Affiliation:
1. Department of Internal Medicine, Hospital Virgen De La Luz, 16002 Cuenca, Spain
2. Medical Analysis Expert Group, Institute of Technology, University of Castilla-La Mancha, 16002 Cuenca, Spain
3. Department of Pharmacy, General University Hospital, 46014 Valencia, Spain
4. Instituto de Investigación Sanitaria de Castilla-La Mancha (IDISCAM), 45071 Toledo, Spain
Abstract
The impact of SARS-CoV-2 infection remains substantial on a global scale, despite widespread vaccination efforts, early therapeutic interventions, and an enhanced understanding of the disease’s underlying mechanisms. At the same time, a significant number of patients continue to develop severe COVID-19, necessitating admission to intensive care units (ICUs). This study aimed to provide evidence concerning the most influential predictors of mortality among critically ill patients with severe COVID-19, employing machine learning (ML) techniques.
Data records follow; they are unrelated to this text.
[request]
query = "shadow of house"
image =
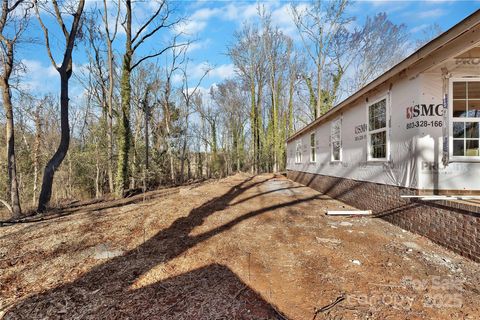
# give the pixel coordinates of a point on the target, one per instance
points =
(105, 290)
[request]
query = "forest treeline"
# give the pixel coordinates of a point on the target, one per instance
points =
(144, 119)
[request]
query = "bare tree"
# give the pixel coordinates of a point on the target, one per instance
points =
(159, 20)
(65, 71)
(249, 58)
(17, 23)
(373, 49)
(110, 38)
(319, 25)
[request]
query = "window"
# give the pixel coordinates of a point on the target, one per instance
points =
(312, 147)
(377, 130)
(298, 153)
(336, 140)
(465, 118)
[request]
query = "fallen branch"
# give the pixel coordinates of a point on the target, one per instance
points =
(328, 306)
(5, 203)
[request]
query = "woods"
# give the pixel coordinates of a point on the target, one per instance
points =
(141, 117)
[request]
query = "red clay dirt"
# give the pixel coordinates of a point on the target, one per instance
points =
(244, 247)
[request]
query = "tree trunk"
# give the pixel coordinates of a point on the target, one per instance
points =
(125, 92)
(57, 159)
(36, 153)
(11, 159)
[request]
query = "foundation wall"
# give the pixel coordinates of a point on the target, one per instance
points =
(454, 225)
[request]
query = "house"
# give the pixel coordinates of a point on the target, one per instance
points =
(411, 133)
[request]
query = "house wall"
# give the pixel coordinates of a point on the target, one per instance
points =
(415, 166)
(432, 173)
(399, 171)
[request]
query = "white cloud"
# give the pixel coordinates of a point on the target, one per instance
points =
(419, 28)
(434, 13)
(223, 71)
(39, 77)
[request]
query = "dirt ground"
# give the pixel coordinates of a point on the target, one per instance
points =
(239, 248)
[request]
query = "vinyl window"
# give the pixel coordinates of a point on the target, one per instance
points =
(465, 119)
(336, 140)
(312, 148)
(298, 153)
(377, 130)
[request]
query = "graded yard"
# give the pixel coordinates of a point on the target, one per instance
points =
(244, 247)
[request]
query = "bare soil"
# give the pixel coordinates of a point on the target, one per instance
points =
(244, 247)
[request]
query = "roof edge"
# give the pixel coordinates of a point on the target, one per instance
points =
(458, 29)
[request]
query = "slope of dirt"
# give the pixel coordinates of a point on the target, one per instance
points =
(243, 247)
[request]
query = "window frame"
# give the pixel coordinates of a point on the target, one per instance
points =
(340, 158)
(298, 152)
(386, 129)
(313, 149)
(452, 157)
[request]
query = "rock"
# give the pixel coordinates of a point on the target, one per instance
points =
(356, 262)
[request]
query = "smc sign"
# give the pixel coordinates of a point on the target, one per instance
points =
(423, 110)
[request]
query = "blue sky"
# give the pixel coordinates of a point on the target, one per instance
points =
(213, 23)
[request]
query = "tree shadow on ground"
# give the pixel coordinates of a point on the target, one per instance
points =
(105, 291)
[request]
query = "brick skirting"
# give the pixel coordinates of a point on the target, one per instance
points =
(454, 225)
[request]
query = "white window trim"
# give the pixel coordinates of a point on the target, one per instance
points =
(314, 147)
(298, 152)
(453, 158)
(331, 142)
(386, 129)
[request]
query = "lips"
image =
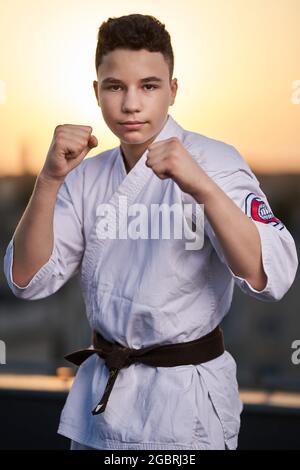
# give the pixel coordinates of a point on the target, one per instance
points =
(133, 125)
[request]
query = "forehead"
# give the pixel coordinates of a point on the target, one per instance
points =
(129, 61)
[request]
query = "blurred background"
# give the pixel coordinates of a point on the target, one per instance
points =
(237, 65)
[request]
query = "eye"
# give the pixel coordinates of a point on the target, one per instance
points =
(153, 86)
(113, 86)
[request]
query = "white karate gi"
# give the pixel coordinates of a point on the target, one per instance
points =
(144, 292)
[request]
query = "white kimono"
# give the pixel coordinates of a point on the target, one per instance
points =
(140, 292)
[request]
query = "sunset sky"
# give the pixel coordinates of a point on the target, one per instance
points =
(235, 60)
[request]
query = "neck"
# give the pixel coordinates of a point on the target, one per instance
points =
(131, 153)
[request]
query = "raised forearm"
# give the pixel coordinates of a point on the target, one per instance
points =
(33, 238)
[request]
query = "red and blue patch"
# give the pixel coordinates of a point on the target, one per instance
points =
(257, 209)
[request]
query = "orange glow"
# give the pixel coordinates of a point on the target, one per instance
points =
(235, 61)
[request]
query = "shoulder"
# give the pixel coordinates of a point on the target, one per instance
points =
(214, 156)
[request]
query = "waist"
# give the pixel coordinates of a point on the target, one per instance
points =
(117, 356)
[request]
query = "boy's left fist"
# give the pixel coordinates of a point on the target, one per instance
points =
(169, 159)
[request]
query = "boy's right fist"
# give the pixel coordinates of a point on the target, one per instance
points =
(70, 144)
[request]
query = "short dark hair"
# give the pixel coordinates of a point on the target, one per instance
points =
(134, 32)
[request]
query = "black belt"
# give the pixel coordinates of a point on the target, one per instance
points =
(116, 356)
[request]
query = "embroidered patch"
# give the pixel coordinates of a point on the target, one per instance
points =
(257, 209)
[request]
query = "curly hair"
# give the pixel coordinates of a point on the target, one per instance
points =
(134, 32)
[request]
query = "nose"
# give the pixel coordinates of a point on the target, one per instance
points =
(131, 102)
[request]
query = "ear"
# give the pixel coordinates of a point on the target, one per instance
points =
(95, 85)
(174, 87)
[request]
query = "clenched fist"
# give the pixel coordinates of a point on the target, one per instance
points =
(69, 146)
(169, 159)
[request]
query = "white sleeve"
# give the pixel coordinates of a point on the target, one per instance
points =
(279, 255)
(65, 258)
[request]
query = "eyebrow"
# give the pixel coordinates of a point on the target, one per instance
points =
(143, 80)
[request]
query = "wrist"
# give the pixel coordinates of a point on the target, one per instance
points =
(49, 182)
(203, 190)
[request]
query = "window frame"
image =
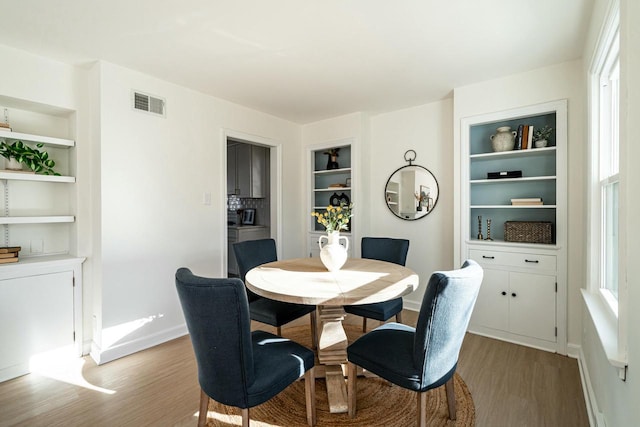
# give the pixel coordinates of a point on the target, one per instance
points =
(609, 318)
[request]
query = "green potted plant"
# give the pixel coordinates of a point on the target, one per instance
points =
(541, 136)
(36, 160)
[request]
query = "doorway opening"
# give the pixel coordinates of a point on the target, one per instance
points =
(250, 195)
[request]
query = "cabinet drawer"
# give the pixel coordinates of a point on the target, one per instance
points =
(514, 259)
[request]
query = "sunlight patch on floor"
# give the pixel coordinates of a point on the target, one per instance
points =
(114, 334)
(63, 365)
(235, 420)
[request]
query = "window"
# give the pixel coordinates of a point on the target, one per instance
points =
(608, 171)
To accomplish this, we conducted a retrospective multicenter investigation involving 684 patients with severe COVID-19, spanning from 1 June 2020 to 31 March 2023, wherein we scrutinized sociodemographic, clinical, and analytical data. These data were extracted from electronic health records. Out of the six supervised ML methods scrutinized, the extreme gradient boosting (XGB) method exhibited the highest balanced accuracy at 96.61%. The variables that exerted the greatest influence on mortality prediction encompassed ferritin, fibrinogen, D-dimer, platelet count, C-reactive protein (CRP), prothrombin time (PT), invasive mechanical ventilation (IMV), PaFi (PaO2/FiO2), lactate dehydrogenase (LDH), lymphocyte levels, activated partial thromboplastin time (aPTT), body mass index (BMI), creatinine, and age. These findings underscore XGB as a robust candidate for accurately classifying patients with COVID-19.
Funder
the Institute of Technology
Fundación Investigación Hospital General Universitario de Valencia
Subject
Virology,Infectious Diseases
Cited by
1 articles.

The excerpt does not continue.